Dr. Pawlson said that physicians should be able to tap into aggregated data, track their patients' progress through the health care continuum and provide other clinicians with pertinent information. “Can you press a button and see all the patients with A1cs over 10? Or people who haven't had a mammogram, or haven't filled a prescription you gave them? Can you transmit clinical information to a specialist you just sent a patient to see because the patient has an unusual form of hypertension?”
ACO, not MCO
Critics of accountable care express concerns that ACOs sound too much like managed care organizations (MCOs). But there are several key differences between ACOs and MCOs with respect to payment, information gathering, and patient involvement, said Dr. Kirschner.
“Payments to ACOs are risk-adjusted and reflect the severity of illness in the population being covered. In the 1990s we weren't as skilled as we are now in doing that type of risk assessment. Physicians would be given a set of payment for a population, and if treating that population required more money than was provided, they were stuck,” he said.
He added that quality is a driving force. “In the old days, physicians would get money even if they didn't provide services, but in an ACO, that's not possible. They must meet the quality benchmarks.”
Beyond that, patients are more empowered in ACOs because they are not restricted to a network of clinicians the way they were in MCOs, and there is nothing stopping them from seeing the clinicians they want, particularly with Medicare ACOs.
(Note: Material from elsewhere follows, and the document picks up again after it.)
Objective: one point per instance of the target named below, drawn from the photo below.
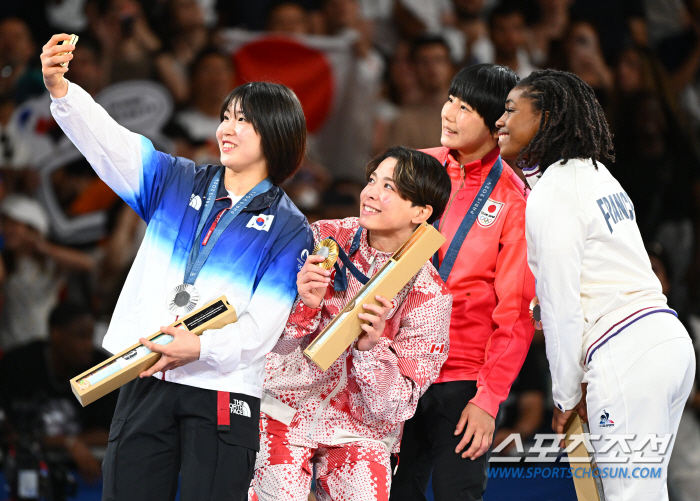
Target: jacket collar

But perhaps most important, an ACO's success lies partly in patient satisfaction. “Patients get to decide whether you meet some of your quality measurements,” said Dr. Kirschner. “If there are long waits for getting appointments or in the waiting room, that will affect patient satisfaction and they will have input on that. Winning in an ACO environment means meeting patient expectations.”
“When you are out there looking at different organizations, consider whose interest they feel is paramount. It shouldn't be the hospital's, the administrators', the physicians' or that of any other professional,” said Dr. Levine. “The priority should be the patients. They have to be the bottom-line criteria ethically and practically, or how effective will the ACO really be?”